As the climate becomes drier, the territory covered in forests and meadows reduces, while the dry steppe - arid grass plains with few trees -  increases. Pictures: Sergey Lesnyansky

Oleg Anenhonov, head of the laboratory of Floristics and Geobotanics at the Institute of General and Experimental Biology, said: 'A rapidly increasing average annual temperature has been observed over the past two or three decades. 

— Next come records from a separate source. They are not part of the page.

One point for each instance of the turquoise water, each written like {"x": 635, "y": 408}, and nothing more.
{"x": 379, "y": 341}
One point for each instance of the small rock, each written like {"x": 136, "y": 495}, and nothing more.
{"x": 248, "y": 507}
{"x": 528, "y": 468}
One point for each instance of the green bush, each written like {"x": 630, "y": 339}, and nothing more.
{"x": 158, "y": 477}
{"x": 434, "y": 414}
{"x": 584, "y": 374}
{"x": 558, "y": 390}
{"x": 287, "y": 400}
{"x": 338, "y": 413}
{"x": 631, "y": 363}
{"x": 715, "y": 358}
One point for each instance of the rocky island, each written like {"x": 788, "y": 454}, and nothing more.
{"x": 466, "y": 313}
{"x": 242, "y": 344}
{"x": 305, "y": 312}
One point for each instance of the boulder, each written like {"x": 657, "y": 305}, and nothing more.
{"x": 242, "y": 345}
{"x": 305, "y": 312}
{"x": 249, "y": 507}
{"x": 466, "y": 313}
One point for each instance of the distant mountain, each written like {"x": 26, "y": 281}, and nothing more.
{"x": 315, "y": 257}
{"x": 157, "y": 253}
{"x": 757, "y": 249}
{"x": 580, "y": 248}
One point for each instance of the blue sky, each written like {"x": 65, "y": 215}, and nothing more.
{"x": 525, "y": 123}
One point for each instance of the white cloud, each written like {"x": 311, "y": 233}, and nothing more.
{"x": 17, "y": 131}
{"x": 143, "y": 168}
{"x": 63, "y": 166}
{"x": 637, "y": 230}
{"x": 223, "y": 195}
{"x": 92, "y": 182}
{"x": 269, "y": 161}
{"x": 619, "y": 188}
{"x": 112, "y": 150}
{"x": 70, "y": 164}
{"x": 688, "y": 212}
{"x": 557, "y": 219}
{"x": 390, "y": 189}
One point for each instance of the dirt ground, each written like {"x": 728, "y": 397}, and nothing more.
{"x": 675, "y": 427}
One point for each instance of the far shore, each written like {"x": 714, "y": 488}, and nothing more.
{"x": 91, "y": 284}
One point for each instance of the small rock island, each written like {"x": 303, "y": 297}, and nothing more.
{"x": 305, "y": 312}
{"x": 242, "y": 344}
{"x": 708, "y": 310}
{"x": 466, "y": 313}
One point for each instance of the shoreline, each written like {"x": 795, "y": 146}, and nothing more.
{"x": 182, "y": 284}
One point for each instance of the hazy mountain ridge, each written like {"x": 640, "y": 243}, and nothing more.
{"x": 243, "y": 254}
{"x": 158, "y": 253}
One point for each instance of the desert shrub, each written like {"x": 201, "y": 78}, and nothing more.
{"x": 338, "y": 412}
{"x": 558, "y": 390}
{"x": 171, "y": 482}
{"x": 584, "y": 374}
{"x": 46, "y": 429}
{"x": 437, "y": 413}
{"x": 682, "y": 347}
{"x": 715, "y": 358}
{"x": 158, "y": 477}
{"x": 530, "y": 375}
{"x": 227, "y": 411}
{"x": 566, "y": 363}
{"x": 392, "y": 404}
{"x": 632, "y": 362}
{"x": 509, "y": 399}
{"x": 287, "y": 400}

'That is why [average annual] temperature in some regions, including Ulan-Ude, became positive. Merely 20-to-30 years ago, the average annual temperature was below zero, but year after year it had been consistently growing and now exceeds 0C.'

Warming caused the upper layer of permafrost to become deeper - and where it is thin, to disappear altogether. 'The average annual precipitation isn't changing, but it evaporates more easily which causes the climate to get drier. This results in changes in flora. It becomes more monotonous, dominated by drought-resistant plants.' 

As the climate becomes drier, the territory covered in forests and meadows reduces, while the dry steppe - arid grass plains with few trees -  increases. 'Apart from that, there are changes in terms of the radial growth of trees. In dry lands, including Selenginskyi and Kyakhtinskyi districts, growth slows down. 

Wildfires on Baikal


Baikal on fire


Wildfires on Baikal


Baikal on fire

Currently, some 55,000 hectares remain ablaze in Buryatia. Pictures: Anton Klimov, Anna Baskakova, Oksana Gromyko

'It is not very obvious because annual rings of pines grow by 2-3 mm a year. But if you multiply hundreds of thousands of these trees by one mm lost, the amount of wood will be hundreds if not thousands of cubic metres.'

He added: 'It is quite a common thesis that global climate change manifest in an increase in frequency of extreme weather conditions. More frequent droughts, abnormally warm winters, frequent rains is a consequence of global climate changes.' 

Currently, some 55,000 hectares remain ablaze in Buryatia. In other regions, the figures are 46,000 hectares in Krasnoyarsk and 11,000 in Irkutsk.